Good questions. My only answer is: Do we, as a society, really want frogs to become endangered species?
3.28.2008
Washday blues
I'm about to hit an important milestone, and you know how much that can hurt.
Any minute now, by my calculations, I'll mark Laundry Load No. 10,000 of my married life.
Ten-thousand times that I've loaded the washer. Ten-thousand times that I've forgotten to put into the dryer the little fabric-softener sheet that my wife supplies. Ten-thousand times that I've been near-electrocuted by the resulting static electricity. Ten-thousand times that I've fluffed and folded and put away fresh clean clothes, only to have my sons throw them into the same pile with the dirty stuff.
Yes, 10,000 washer loads is a huge milestone, and it's depressing as hell.
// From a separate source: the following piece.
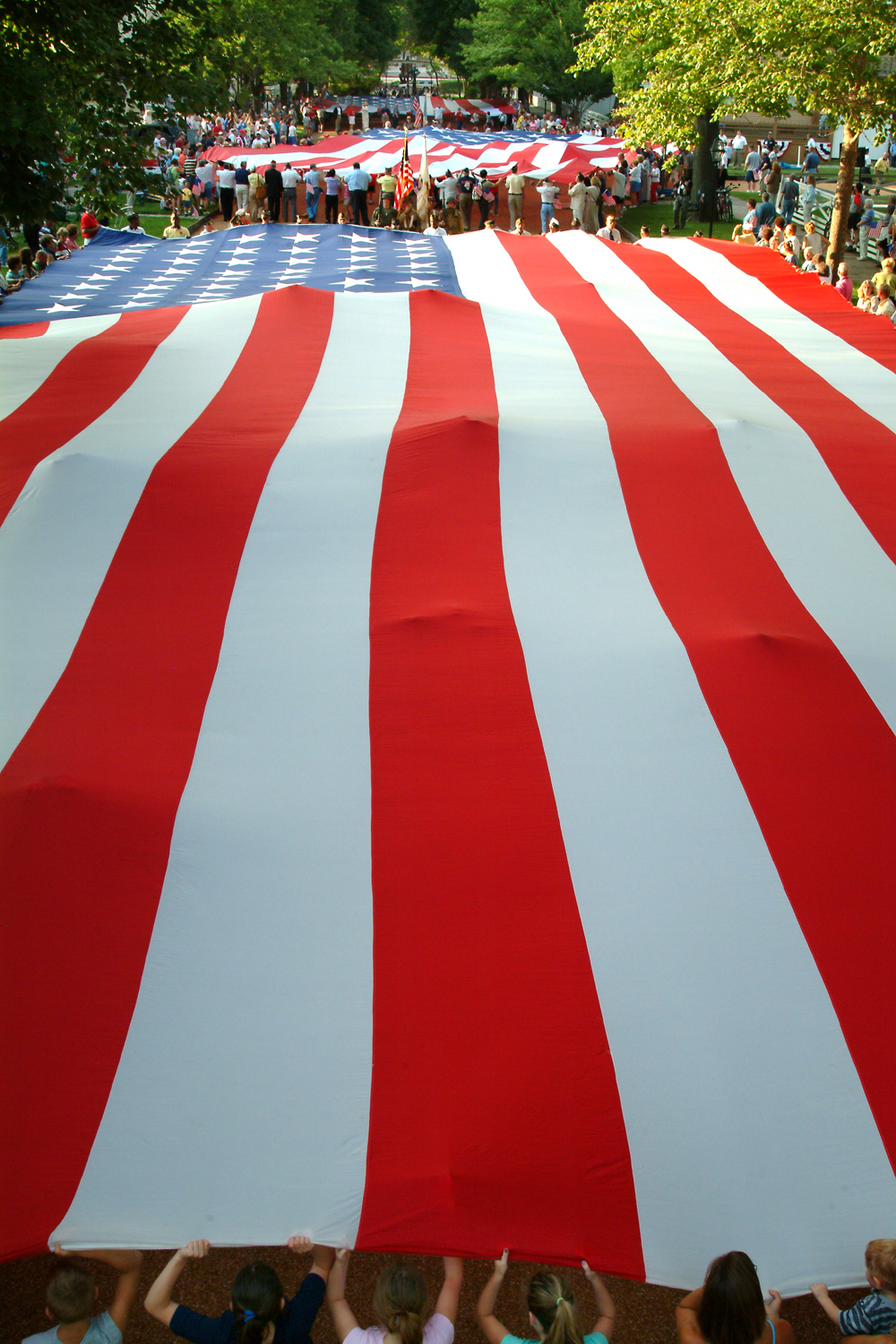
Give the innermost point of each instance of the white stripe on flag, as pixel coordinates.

Why? Because, like most milestones, it's merely a marker on a long journey. I've got thousands more laundry loads in my future, and if that's not worth a ball-and-chain of dread, then I don't know what is.
How did I get locked into Eternal Laundry Hell? I made a deal with my wife.
Early in our marriage, my wife and I agreed: I'd do all the laundry (a job she despises) and she'd handle the bills and all household paperwork.
At the time, this seemed like a sweet deal. Laundry? Pish. It was just the two of us and, even in the years when the job required a trip to a coin-operated laundromat, keeping the clothes clean was easier than keeping track of insurance forms and credit-card receipts.
Besides, the thinking went, as a novelist I didn't need the burden of worrying about money; it could hinder my creative juices. Instead, I still worry about money all the time, but with a complete lack of knowledge of our household financial situation.
This has worked out very well so far. Our conversations about household finances tend to go like this:
Me: "How we doing?"
Wife: "OK."
Me: "Good."
Clearly, I have no idea whether the household paperwork has gotten harder over the years, but I'm fully aware that the laundry workload has increased tremendously. This is because we had children.
(Did my wife know kids were in our future when we set up this division of labor? Did she anticipate the approximately 17 jillion little baby shirts with spit-up on them? Hey, wait a minute . . . )
Each child doubles the amount of laundry in a household. How is this mathematically possible? I don't know. And how do families with six or seven kids keep up with it all? I don't know that, either. They must sleep in shifts so they can keep their washer going around the clock.
My laundry workload has fluctuated over the years. I do fewer loads per week now that my sons rarely spit up on their shirts. On the other hand, their clothes keep getting bigger and they insist on wearing the same jeans over and over. So it evens out in the long run.
These days, I do about a dozen loads per week, which comes out to more than 600 per year. It would be more, but many of my wife's clothes are "Dry-Clean Only." This is the only way she's found that will guarantee that I don't ruin her clothes by shrinking, staining, shredding or spindling them. Sure, dry cleaners are expensive, but she'll pay anything to keep her delicate dresses out of my clutches.
Everyday stuff -- jeans and T-shirts and socks -- get tougher to sort all the time because the kids keep growing. Now, they're both about the same size as my wife. (The dog's about that size, too, for that matter. Good thing he doesn't wear clothes.)
I'm forced to go through the laundry in slow-motion, holding up each T-shirt, trying to guess to whom it belongs by the message written on the chest. I often guess wrong, which results in the usual muttered complaints as the clean, misplaced T-shirt is thrown into the same pile with the dirty ones.
Then I come along, sighing, and gather up all the clean and dirty clothes and run them through the washer again.